EN LIEN: L’Edito du Dimanche 3 Novembre 2013: De 2009 à 2017, survol de la Bourse et de la crise Par Bruno Bertez

La BCE a donc baissé ce jour son taux directeur de 0,5 à 0,25 point. Ce qui est étonnant, c’est que les médias sont quasi unanimes à se déclarer… étonnés.

Sur 70 économistes interrogés, seuls 3 prévoyaient correctement la décision de la BCE. C’est tout dire.

La BCE a baissé ses taux, comme nous l’avions prévu le 3 novembre. Et, évidemment, pour la raison que nous invoquions, à savoir le souci d’aider les banques en cette fin d’année 2013 afin qu’elles extériorisent les meilleurs bilans possibles dans le cadre de l’Asset Quality Review  (AQR).

L’Asset Quality Review est la grande affaire du moment. Pour interpréter tout ce qui se passe et tout ce qui se dit au plan financier en Europe, il faut que vous ayez toujours présent à l’esprit le fait que cela se situe dans le cadre de l’AQR.

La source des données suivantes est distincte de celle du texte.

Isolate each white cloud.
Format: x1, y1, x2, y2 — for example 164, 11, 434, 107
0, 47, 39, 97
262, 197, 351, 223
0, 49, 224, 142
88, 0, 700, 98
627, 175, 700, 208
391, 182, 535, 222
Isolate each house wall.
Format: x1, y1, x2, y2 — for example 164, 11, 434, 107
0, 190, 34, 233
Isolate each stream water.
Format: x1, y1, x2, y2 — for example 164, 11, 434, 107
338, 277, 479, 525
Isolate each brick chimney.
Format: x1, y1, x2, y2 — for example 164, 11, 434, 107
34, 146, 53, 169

En baissant son taux d’un quart de point, comme nous l’avons expliqué récemment, la BCE favorise le maintien à un niveau élevé de la valeur des assets bancaires, en même temps qu’elle facilite certaines opérations de window-dressing. Il y a des établissements qui sont engagés dans des actions vigoureuses et précipitées de réduction de la taille de leurs bilans. Le maintien de taux bas, la baisse du taux directeur, l’entretien d’une liquidité excédentaire supérieure à 200 milliards d’euros en Europe, tout cela va dans le même sens : faciliter l’habillage du bilan des banques.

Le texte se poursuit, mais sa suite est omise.